Comissão está a analisar os projectos depois de terem surgido suspeitas de ilegalidadesOs vereadores do PSD na Câmara da Guarda criticaram o atraso na elaboração do relatório da autarquia sobre os projectos de obras assinados por José Sócrates, reafirmando que o processo devia ter passado por uma comissão externa.
«Recebemos um relatório que é só para inglês ver, porque não diz nada», afirmou a vereadora Ana Manso (PSD) na reunião do Executivo, quando o assunto estava em discussão.
No dia 13 de Fevereiro, o presidente da Câmara da Guarda, Joaquim Valente (PS), anunciou a nomeação de uma comissão composta por cinco pessoas para averiguar alegadas irregularidades no licenciamento de obras particulares no concelho na década de 80, após suspeitas relativas a projectos assinados por José Sócrates.
Na anterior reunião do executivo municipal, o PSD pediu explicações sobre o ponto de situação dos trabalhos e esta quarta-feira o presidente da autarquia apresentou um documento, elaborado pela comissão, que ainda não apresenta conclusões.
No documento é referido que «a análise em curso circunscreve-se aos procedimentos internos relacionados com obras particulares», independentemente de terem sido ou não assinadas pelo actual primeiro-ministro.
Projectos estão a ser analisados
A comissão explica que estão a ser pesquisados projectos «independentemente da autoria dos mesmos, da mesma época, escolhidos aleatoriamente, o que permitirá a formulação de conclusões que reflictam o modus operandi procedimental interno dos anos oitenta».
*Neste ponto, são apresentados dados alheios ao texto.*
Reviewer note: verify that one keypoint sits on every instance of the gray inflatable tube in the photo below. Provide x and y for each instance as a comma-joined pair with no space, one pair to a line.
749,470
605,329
Perante o «ponto da situação» apresentado, a vereadora do PSD, Ana Manso considerou tratar-se de «uma não informação, porque não fez o levantamento de quaisquer factos, de quaisquer notas que nos possam dar uma informação correcta».
«Penso que isto é uma manobra de dilação e é mais uma tentativa de branqueamento de todo o processo», afirmou.
A vereadora social-democrata criticou o atraso na elaboração do relatório, recordando que a comissão de averiguações «foi nomeada para apresentar o relatório no prazo de seis meses e já lá vão sete meses e meio» e ainda não está concluído.
Ana Manso explicou que a oposição entende «desde a primeira hora» que o assunto «devia ter passado por uma nomeação de uma comissão externa à Câmara e não por uma comissão constituída por pessoal da Câmara da Guarda» que «desse garantias de rigor, isenção e transparência».
Autarca rejeita críticas
O presidente da Câmara, Joaquim Valente, rejeitou as criticas da Oposição, salientando que a comissão é «soberana» e «composta por pessoas isentas e profissionais» pelo que irá aguardar «com a máxima serenidade» o desenrolar das averiguações e a entrega do relatório final.
«O que quero é que tudo fique claro, quero ter a segurança de que os procedimentos que foram tidos então [nos anos 80] são os mesmos que se têm hoje», disse.
Segundo Joaquim Valente, o processo de averiguações também visa apurarse houve facilitação nos procedimentos que visavam a aprovação dos projectos, porque o que se evocava [na notícia do jornal] era que teria havido violação da legislação no que se refere [a autorizações de construções] a Reservas Agrícolas e Ecológicas».
«Foram postas em causa duas moradias construídas em área de Reserva Agrícola Nacional e queremos ter a certeza que os procedimentos para que se pudesse construir na área de Reserva Agrícola Nacional foram tidos em conta com as respectivas desafectações dos solos», justificou.